The Cure - Songs Of A Lost World


Fictions is hardly what you’d call regularly updated anymore. But sometimes something needs marking, important things that affect me. Maybe not personal stuff anymore, the last one being my 50th. Since then so much has changed and writing has become, of necessity, a thing I do for cold, hard cash these days.

But some things need marking. And a new Cure album is one of those things.

The new Cure album, Songs From A Lost World, dropped on 1 November.

I was trying hard not to get too excited by this, despite them being a band that had shaped my listening and my life since somewhere around 13/14.

After all, the last album, 4:13 Dream, was hardly something to write home about. Something that I listened to and basically went hmmmm. Maybe this was the end of the band who’d soundtracked every moment of my life since my teens? And if it was, then it was rather going out with a whimper and not a bang.

Although, typically, there was still that one great Robert Smith track, It’s Over, that was everything The Cure meant to me. Even on a bad album there’s still one piece of brilliance and beauty and rage that gets into my very best of The Cure track list.

But anyway. That was 2008, a lifetime ago in this life of mine. A new Cure album was long promised, each year passing and nothing coming. I’d got used to thinking of them as a band who kept going with a series of great live shows, never ever selling the audience short, two, three hour shows done so well, Robert’s voice still holding out beautifully, a live band better than ever before.

But if this was it, I thought, so be it. Robert had hit his 60s now. If this is the end, if all we have is a series of final live shows, there’s enough brilliance to make it all worthwhile.

And then we got the media blitz for this new album. The live shows came first of course, dropping in new songs, giving us an idea of the power, the feeling, and the emotion behind them. These were songs that had Robert visibly emotional as he was singing them, tears even. Songs of loss, death, ageing. Songs that harkened back to the non-pop eras, songs that felt like they ranked up there with the best of Faith, Pornography, Disintegration, and Bloodflowers, promising an album where there’d be no hits, just Robert opening his heart again for us all.

The hope rose.

Each time I streamed the songs live, I got that bit more hopeful. Maybe this was a return to form? Could it really be something great?

And then Songs Of A Lost World came out.

And oh, all that hope was fulfilled in one eight song, hour and 40 minutes experience.
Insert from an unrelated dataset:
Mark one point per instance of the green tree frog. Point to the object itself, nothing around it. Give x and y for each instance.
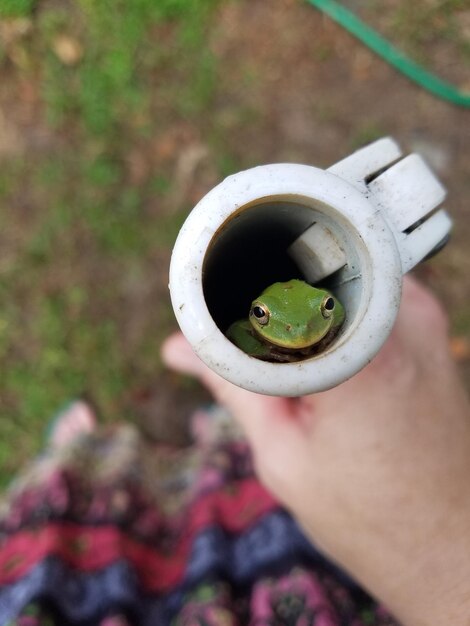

Simply put, if this were to be the last Cure album, it’s a fitting end.

It’s everything I could have wanted and more. It’s just eight tracks long, but it’s eight tracks that just resonate powerfully. Every single one resonates with me, every single one is just a perfect listen, speaking to me as I am now.
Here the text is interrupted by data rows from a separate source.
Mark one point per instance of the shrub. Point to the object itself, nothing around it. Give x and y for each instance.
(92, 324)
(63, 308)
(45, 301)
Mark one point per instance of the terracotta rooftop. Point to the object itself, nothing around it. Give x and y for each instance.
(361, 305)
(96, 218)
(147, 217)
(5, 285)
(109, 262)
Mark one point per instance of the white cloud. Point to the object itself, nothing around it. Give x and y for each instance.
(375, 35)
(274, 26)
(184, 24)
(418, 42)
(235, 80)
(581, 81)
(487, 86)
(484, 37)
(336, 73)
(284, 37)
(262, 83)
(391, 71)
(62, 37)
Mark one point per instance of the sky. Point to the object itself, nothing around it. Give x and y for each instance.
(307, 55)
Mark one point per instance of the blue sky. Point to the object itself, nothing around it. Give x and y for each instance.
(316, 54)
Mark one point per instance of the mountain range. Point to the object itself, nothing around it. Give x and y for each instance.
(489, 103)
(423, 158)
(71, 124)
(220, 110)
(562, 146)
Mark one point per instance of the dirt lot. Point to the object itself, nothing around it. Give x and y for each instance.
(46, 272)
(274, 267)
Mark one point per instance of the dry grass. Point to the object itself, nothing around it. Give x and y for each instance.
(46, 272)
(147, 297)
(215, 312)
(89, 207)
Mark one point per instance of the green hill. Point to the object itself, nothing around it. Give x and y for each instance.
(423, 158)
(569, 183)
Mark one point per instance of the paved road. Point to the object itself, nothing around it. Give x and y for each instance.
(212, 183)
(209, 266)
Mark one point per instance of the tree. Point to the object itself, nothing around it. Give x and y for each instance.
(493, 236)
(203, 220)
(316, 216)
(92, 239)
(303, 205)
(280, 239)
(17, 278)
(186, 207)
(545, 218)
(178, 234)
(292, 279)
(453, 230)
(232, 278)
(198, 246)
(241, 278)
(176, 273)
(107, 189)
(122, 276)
This is Robert Smith singing of loss and death and getting old, perfectly, emotionally, beautifully, brutally.

It’s everything you could want for a final Cure album, if that’s what it might be. 
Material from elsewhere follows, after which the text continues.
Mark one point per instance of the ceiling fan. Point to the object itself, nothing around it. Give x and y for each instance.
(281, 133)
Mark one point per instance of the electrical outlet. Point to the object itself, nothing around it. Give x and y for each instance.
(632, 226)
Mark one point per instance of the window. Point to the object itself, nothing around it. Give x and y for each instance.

It’s a perfect distillation of the journey we’ve been on with The Cure so far. It’s got that sense of finality and ending, these are personal songs, songs keyed into Smith’s insights into ageing, loss, and looking back to what we once were.

Songs of a Lost World may not be the final Cure album - Robert’s talking about 2029 being an end point, the 50th anniversary of the first album and his 70th being the time to call it a day - but if it were the last Cure album, then it’s a perfect way to end things. A full stop on things, something with a sense of finality, of ending. It’s beautiful and raw, emotional and powerful. I’ve grown up and grown old with The Cure, and this is an album that speaks to me of my life then and now.

If this were to be an end, then I thank Robert for soundtrack to my life, expressed never better than the final track, Endsong.

Thank you, from the bottom of my heart, for all your music has given me.